うん、なかなかの好成績!ちょっと数学で計算ミスしたのが悔しいけど、
まあ平均は超えてるし、文武両道の名はギリ保てたっ!
「チハル、どうだった?」
声が聞こえたのは、少し離れた後ろの席からだった。
振り返ると、プリントを整えながら顔を上げたのは、隆之。
いつもの落ち着いた雰囲気で、ほんのり控えめに微笑んでる。
「えっ? 私? ……うーんと、まあまあ! 平均ちょい上ってとこかな〜」
私は答案を軽く伏せたまま、ちょっとだけ照れ笑い。
「ていうか、隆之はどうだったの? またすごい点数とったんじゃない?」
私がそう聞くと、彼はちょっとだけ眉を動かして答えた。
「物理と数学、98点だったよ。惜しかったな。記述の一文、字数オーバーで減点されてた」
「えっ……!? き、98点!? そ、それって、もう天才の域じゃん……!」
「いや、たまたまだよ」って言うけど、絶対“たまたま”じゃない。
すごすぎて、もう次元が違うよ~っ!
「ま、まぁ! 隆之は天才枠だからっ! 私はほら、健康と元気が取り柄だしっ!」
「それは……うん、間違ってない」
うなずかれたけど、ちょっと複雑ぅっ!
たしかに間違ってはないんだけど……なんていうか、もうちょっとこう、ねぇ?
「ふふっ……“健康と元気”って、すごく素敵なことですよ〜♪」
ぽわっと優しい声に振り返ると、窓際の席で、金髪のふわふわ髪を揺らしながら――
月城 愛衣が、にこにこ微笑んでいた。
「……わたしも、元気って一番だと思ってます。ねっ♪」
「えへへ……ありがと、あいちゃんっ!」
思わず、声に出してお礼を言ってた。
「そう言ってもらえると……なんか、がんばれそうな気がする!」
愛衣ちゃんのふんわりした笑顔に、
胸の奥がふわっとあたたかくなるような気持ちが広がっていった。
そんなとき、教室の後ろで誰かが叫んだ。
「保健体育だけめっちゃ点数よかった〜〜!!」
「うんうん、それも立派な才能だよねっ!」
――って、どこからか別のクラスメイトの声が飛んでくる。
答案返却の日って、こういうカオスな空気になるのが恒例。
点数がよくても悪くても、こうやって笑っていられるのが、なんだか嬉しい。
たわいもない会話で笑い合ってたら、ふと視線を感じて、窓際に目をやると……ヒカリと、ばっちり目が合った。
(あっ……)
思わず照れくさくて視線を逸らしちゃいそうになるけど――私は、にこっと笑って、ヒカリに小さく手を振った。
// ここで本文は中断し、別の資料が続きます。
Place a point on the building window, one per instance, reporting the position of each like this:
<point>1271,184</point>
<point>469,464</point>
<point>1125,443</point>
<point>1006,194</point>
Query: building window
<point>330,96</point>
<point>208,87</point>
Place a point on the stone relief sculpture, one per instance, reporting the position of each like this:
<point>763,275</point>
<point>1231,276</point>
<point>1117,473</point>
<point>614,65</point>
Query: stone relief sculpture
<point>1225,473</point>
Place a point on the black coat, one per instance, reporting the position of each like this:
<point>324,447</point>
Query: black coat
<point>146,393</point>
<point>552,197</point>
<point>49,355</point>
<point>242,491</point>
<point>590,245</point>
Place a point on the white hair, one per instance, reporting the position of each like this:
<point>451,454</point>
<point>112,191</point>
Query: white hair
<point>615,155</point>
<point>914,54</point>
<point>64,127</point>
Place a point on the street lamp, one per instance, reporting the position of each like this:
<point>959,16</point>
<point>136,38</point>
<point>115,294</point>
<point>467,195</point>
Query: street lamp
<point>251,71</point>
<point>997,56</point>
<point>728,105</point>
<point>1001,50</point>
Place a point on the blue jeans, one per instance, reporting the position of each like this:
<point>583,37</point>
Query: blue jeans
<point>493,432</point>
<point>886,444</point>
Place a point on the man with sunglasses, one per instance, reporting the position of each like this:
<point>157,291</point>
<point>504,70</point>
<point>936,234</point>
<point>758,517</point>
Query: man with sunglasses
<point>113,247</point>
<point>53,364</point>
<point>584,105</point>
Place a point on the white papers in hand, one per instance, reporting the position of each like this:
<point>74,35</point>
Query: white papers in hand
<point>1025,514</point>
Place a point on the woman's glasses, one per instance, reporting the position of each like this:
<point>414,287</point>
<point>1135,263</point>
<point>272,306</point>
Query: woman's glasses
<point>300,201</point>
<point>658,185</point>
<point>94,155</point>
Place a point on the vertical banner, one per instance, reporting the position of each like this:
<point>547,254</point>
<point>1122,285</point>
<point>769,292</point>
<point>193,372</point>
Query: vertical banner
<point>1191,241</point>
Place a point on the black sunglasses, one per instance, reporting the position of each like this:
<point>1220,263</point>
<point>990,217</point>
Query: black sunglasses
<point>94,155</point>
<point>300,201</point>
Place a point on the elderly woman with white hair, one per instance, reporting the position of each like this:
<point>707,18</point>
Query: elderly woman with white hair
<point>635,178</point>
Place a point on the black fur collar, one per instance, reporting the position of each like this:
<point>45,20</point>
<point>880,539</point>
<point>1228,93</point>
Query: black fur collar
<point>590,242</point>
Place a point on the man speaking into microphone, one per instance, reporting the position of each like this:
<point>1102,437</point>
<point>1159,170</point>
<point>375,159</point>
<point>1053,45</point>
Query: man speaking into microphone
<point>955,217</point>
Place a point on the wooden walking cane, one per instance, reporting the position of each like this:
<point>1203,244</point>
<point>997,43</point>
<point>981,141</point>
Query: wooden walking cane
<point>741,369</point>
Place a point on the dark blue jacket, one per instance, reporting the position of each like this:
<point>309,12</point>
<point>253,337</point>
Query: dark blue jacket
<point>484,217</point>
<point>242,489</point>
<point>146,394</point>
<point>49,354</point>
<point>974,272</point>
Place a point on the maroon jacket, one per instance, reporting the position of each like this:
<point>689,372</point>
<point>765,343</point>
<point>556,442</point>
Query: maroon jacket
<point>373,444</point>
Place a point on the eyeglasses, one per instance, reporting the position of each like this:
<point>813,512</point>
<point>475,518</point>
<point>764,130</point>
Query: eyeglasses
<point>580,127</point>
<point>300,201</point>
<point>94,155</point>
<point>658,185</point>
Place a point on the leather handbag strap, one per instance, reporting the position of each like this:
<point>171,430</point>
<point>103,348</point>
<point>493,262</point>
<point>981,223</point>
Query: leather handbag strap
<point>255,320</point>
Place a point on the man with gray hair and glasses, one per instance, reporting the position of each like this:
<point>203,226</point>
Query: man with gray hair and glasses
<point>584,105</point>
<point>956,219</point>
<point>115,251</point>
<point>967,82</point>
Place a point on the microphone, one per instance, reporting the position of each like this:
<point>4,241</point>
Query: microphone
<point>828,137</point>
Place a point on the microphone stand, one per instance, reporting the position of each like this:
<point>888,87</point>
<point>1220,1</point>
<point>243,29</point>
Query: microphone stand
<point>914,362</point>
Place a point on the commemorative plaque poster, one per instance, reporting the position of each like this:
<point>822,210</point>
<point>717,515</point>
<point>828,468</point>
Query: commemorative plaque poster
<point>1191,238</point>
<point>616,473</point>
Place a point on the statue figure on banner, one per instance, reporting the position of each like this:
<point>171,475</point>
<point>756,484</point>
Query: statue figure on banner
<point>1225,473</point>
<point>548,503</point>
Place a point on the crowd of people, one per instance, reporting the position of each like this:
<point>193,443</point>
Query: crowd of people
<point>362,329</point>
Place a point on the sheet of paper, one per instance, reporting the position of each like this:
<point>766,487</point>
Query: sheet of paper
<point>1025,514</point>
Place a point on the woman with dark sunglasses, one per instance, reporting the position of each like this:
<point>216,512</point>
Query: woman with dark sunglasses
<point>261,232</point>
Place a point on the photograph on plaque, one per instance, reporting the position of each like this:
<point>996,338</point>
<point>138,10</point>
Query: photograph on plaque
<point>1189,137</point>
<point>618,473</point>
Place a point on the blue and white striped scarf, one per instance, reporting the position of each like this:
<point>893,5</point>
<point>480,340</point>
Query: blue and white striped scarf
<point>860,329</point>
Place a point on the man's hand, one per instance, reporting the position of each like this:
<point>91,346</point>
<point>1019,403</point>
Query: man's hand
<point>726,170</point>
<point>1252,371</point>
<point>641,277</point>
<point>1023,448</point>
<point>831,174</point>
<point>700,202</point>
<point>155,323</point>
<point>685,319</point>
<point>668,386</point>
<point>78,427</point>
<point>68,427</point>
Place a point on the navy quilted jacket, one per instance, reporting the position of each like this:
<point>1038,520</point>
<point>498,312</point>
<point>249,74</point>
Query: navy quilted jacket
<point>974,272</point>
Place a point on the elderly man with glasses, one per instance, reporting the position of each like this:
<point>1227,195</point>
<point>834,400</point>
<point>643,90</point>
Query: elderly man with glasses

するとヒカリも、ほんの少しだけ、頷いて笑ってくれた。
(そうだ、数日前に約束したんだった! 今度、常盤町まで雑貨屋さんに行こうって――)
そのことを思い出しただけで、なんだかちょっとウキウキしてくる。
あのお店、気になってたし……ヒカリとなら、きっと楽しい時間になるよね。
午前中は、教室で試験の結果が返却されて、クラス中が一喜一憂していたけど、私はそこそこいい感じの点数で、ほっとひと安心。
そんな安堵の空気に包まれつつも――
心のどこかで、ずっとそわそわしてたのは、たぶん“午後の予定”のせい。